How We Do Harm: A Doctor Breaks Ranks About Being Sick in America
How We Do Harm: A Doctor Breaks Ranks About Being Sick in America
How We Do Harm exposes the underbelly of healthcare today—the overtreatment of the rich, the under treatment of the poor, the financial conflicts of interest that determine the care that physicians’ provide, insurance companies that don’t demand the best (or even the least expensive) care, and pharmaceutical companies concerned with selling drugs, regardless of whether they improve health or do harm.
Dr. Otis Brawley is the chief medical and scientific officer of The American Cancer Society, an oncologist with a dazzling clinical, research, and policy career. How We Do Harm pulls back the curtain on how medicine is really practiced in America.
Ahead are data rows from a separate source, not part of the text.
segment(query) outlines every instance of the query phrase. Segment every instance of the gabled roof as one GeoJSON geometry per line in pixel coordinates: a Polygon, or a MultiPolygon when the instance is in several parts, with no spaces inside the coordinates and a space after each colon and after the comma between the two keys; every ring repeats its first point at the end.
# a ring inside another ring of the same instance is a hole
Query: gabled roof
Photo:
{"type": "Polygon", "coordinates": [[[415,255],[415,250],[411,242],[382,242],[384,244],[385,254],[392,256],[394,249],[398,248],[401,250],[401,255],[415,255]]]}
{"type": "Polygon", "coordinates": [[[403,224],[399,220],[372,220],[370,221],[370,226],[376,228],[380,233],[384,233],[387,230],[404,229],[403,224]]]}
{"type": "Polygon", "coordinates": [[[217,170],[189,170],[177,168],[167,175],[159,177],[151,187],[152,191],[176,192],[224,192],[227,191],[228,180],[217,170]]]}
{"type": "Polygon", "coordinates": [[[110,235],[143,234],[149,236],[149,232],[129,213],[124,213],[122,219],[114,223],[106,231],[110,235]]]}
Brawley tells of doctors who select treatment based on payment they will receive, rather than on demonstrated scientific results; hospitals and pharmaceutical companies that seek out patients to treat even if they are not actually ill (but as long as their insurance will pay); a public primed to swallow the latest pill, no matter the cost; and rising healthcare costs for unnecessary—and often unproven—treatments that we all pay for. Brawley calls for rational healthcare, healthcare drawn from results-based, scientifically justifiable treatments, and not just the peddling of hot new drugs.
Brawley’s personal history – from a childhood in the gang-ridden streets of black Detroit, to the green hallways of Grady Memorial Hospital, the largest public hospital in the U.S., to the boardrooms of The American Cancer Society—results in a passionate view of medicine and the politics of illness in America – and a deep understanding of healthcare today. How We Do Harm is his well-reasoned manifesto for change.

how i went to work today

how i went to work today
jacobi hospital, saturday morning rounds, i drank a lot of wine last night and rolled outta bed 10 minutes before heading out the door, 8:15 am-ish (got to sleep in!).
call days are awesome because you can look like a slob.
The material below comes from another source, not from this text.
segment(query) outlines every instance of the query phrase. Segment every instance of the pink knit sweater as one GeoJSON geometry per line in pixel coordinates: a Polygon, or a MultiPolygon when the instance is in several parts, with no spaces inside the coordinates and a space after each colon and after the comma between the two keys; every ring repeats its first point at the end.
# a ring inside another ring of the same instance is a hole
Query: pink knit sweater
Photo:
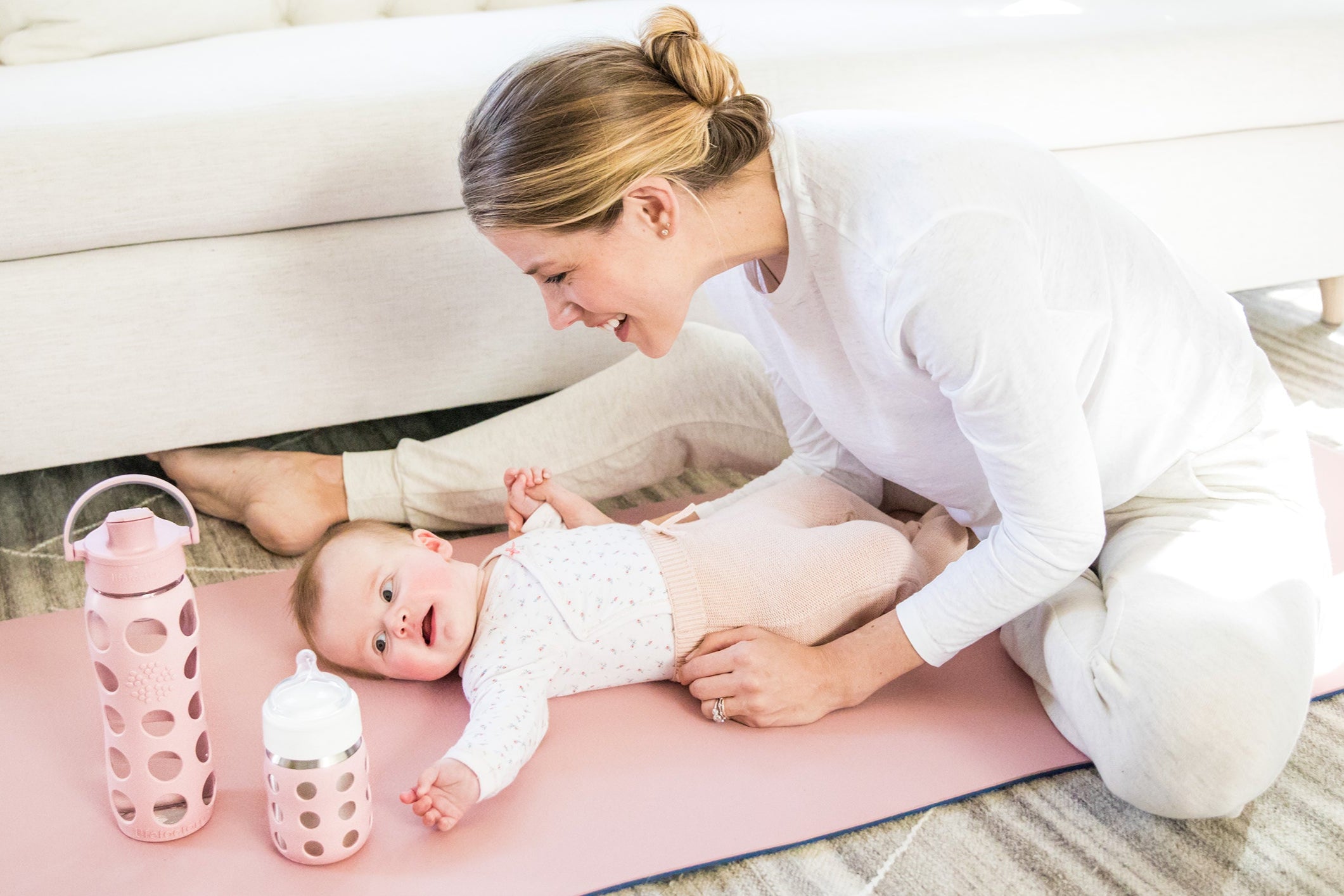
{"type": "Polygon", "coordinates": [[[922,588],[968,541],[941,505],[902,521],[823,477],[675,520],[642,529],[672,602],[677,669],[708,633],[745,625],[825,643],[922,588]]]}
not pictured: scrub pants and navy pumas
pockets containing:
cell phone
medical reference book
papers on infectious diarrhea
index cards
lipstick
money
reflex hammer
tuning fork
various weird blood-draw supplies and things like tongue blades (aka tongue depressor)
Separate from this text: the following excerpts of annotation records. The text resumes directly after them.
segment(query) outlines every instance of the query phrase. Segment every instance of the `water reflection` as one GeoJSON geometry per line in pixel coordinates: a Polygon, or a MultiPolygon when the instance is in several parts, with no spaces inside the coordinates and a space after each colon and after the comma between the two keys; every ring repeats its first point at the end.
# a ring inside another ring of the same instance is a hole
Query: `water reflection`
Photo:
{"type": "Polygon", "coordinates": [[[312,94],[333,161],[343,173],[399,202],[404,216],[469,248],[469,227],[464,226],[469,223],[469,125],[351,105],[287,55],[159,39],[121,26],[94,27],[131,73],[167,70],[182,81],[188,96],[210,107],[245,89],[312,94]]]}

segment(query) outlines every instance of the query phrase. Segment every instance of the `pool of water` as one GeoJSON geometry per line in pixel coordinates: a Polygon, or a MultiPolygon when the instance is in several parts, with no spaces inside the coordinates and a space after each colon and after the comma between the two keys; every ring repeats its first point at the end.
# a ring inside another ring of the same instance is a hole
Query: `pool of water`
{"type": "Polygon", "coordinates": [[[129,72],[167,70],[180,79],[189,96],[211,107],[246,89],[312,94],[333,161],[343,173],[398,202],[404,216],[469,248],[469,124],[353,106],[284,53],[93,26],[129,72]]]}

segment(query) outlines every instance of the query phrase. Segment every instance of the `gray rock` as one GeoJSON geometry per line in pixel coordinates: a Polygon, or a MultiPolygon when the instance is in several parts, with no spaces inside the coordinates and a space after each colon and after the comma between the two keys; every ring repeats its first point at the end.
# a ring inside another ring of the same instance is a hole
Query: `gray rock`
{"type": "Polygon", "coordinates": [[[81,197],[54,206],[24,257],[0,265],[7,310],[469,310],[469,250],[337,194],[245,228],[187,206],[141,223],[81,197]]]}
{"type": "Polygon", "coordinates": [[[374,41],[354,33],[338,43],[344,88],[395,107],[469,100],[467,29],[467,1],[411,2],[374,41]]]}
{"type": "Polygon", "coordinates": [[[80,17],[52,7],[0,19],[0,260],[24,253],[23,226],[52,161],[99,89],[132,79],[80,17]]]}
now it’s 1pm and i’m off for the rest of the weekend and i’m going to get something yummy at the city island diner. later i will drink copious amounts of booze and eat pork and pasta. because that’s what you do at glenn’s annual pork and pasta passover party.

word.

i’m bringing cured pork products from arthur ave. YUM.

Sanitize!

Sanitize!
My kids are working on creating "products" to teach little kids about the human body (it is the culminating project for the unit we have been studying). I played around with stop motion to show the kids how easy it is…. The title screen words came from one of my students. This is my first stop motion. Silly huh?

Others are doing things like t-shirts, board games, etc.